Рассказ о событиях в Вандее, об авиньонских злодеяниях, об оскорбительном поведении Европы раздался в Законодательном собрании подобно удару грома. Двадцатого октября Бриссо, как мы видели, предлагал всего-навсего обложить имущество эмигрантов налогом; двадцать пятого Кондорсе обрекал их имущество на секвестр, а для самих эмигрантов требовал гражданской присяги. Гражданская присяга — для тех, кто жил за пределами Франции и вооружался против Франции!

В то время в Законодательном собрании появились свой Барнав и свой Мирабо — Верньо и Инар.

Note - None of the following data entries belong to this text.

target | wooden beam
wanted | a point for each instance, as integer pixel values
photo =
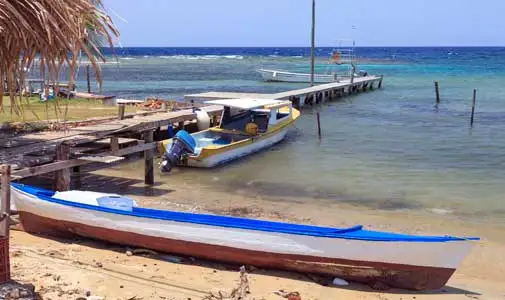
(149, 159)
(120, 114)
(62, 176)
(87, 79)
(106, 159)
(5, 204)
(114, 144)
(55, 166)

Верньо — один из тех поэтических, чувствительных, вызывающих симпатию людей, кого увлекают за собою революции, — вырос на плодородных землях Лиможа нежным, медлительным, скорее чувственным, нежели страстным; он родился в обеспеченной благополучной семье, рос способным мальчиком, позднее был замечен Тюрго, тогдашним интендантом Лимузена, и тот направил его учиться в Бордо; его манера говорить была не столь резкой, не такой мощной, как у Мирабо; черпая вдохновение у древних греков и несколько перегружая свои выступления мифологией, он, тем не менее, был не такой многословный и адвокатски крючкотворный, как Барнав. Что делало его выступления живыми и красноречивыми, так это постоянно звучавшие в них человеческие нотки; в Собрании немало было ярких, страстных трибунов, но даже они не могли заглушить естественности и человеколюбия, шедших из самой глубины души Верньо; возглавляя партию спорщиков, крикунов, забияк, он умел подняться над обстоятельствами, никогда не теряя самообладания и достоинства, даже если положение было смертельно опасным; недруги считали его нерешительным, мягкотелым, даже безразличным; они спрашивали, где его душа, которая словно отсутствовала, и они были правы: он обретал свою душу, только когда делал над собою усилие, чтобы удержать ее в своей груди; душа его целиком принадлежала женщине: блуждала на ее губах, светилась в ее глазах, звенела в арфе прелестной, доброй, очаровательной Кандей.

Инар, полная противоположность Верньо, олицетворявшему до некоторой степени спокойствие, являл собою гнев Собрания. Он был родом из Граса, края терпких ароматов и мистраля, и потому временами ему случалось переживать неожиданные вспышки неудержимой ярости, подобные порывам этого исполина ветров, способного одним дуновением сдвинуть скалу и оборвать все до единого лепестки с роз; его незнакомый до тех пор голос вдруг загремел в Собрании словно нежданный гром первой летней грозы: с первым же его раскатом все Собрание вздрогнуло, даже самые рассеянные подняли головы и каждый, затрепетав, подобно Каину, когда обратился к нему Господь, готов был спросить: "Меня ли зовешь, Господи?"